日本酒は、主食である米などの収穫を感謝して神に捧げ、神と共に祝ったもの。神さまと日本酒は深いつながりがあります。同時に、神社は昔からその土地の守り神。その土地の風土や歴史と切っても切れない神社と日本酒をベースに旅をしよう。それが「聖地巡盃」です。(詳しくはこちら

日本に数ある杜氏集団の中でも、南部杜氏、越後杜氏、但馬杜氏と並んで「日本四大杜氏」に数えられる能登杜氏。地元・北陸はもとより、近畿、中部、関東にまで足を運び、能登四天王と称される名杜氏も排出してきました。そんな能登杜氏の故郷、能登町に、酒蔵と神社を訪ねて旅してみましょう。

そんなテーマでツアーを組み立て、まずはモニターツアーを企画しました。そして、旅の内容を充実させる大きな要因である基礎知識を学んでいただくため、事前の勉強会を開催。酒造り、神社、国の動き、などについての講義が組まれました。

今回のセミナーは、各人の意識の高さでも知られる「アカデミーヒルズ」の会員制ライブラリーのメンバーを対象としたもので、六本木ヒルズにある六本木ライブラリー
にて行ないました。
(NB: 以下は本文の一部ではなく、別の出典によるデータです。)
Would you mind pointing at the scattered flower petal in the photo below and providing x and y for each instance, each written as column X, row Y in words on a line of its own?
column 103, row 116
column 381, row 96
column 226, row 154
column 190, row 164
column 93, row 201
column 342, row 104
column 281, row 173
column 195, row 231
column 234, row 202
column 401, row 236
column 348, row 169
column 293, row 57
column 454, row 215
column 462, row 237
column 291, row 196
普段、ライブラリーで仕事や勉強をされている方が、今回は日
本酒を学ぶために参加され、そこに、ツアー参加者や一般公募の招待受講者も参加
となったのでした。70人の定員を遥かに上回る応募があったそうです。みなさん、
熱心にメモを取りながら耳を傾けていました。

講師も豪華です。

「國酒プロジェクト」や「酒蔵ツーリズム(R)」については、観光庁観光地域振興部観光資源課々長の新垣慶太さん、神社の成り立ちや日本酒との関わりについては、神社本庁参事の瀬尾芳也さんと、お二人とも「一般の方に向けてお話しする機会はほとんどない」とおっしゃるように、とても貴重な機会でした。

続いて、能登の風土や祭り、そして日本酒について、 数馬酒造の5代目 、社長数馬嘉一郎さん。酒造りについては杜氏の四家裕(しやけゆたか)さんが、「今日はまだ飲んでいないので、喋りが滑らかにいくかどうか……」と笑わせ和ませてくれながら、話してくださいました。

ここではまず、振る舞い酒が配られたのですが、これが、能登杜氏組合鑑評会に出品されたお酒をブレンドしたスペシャルなお酒。他では絶対飲めません。ほの甘く、深みのある味わいでした。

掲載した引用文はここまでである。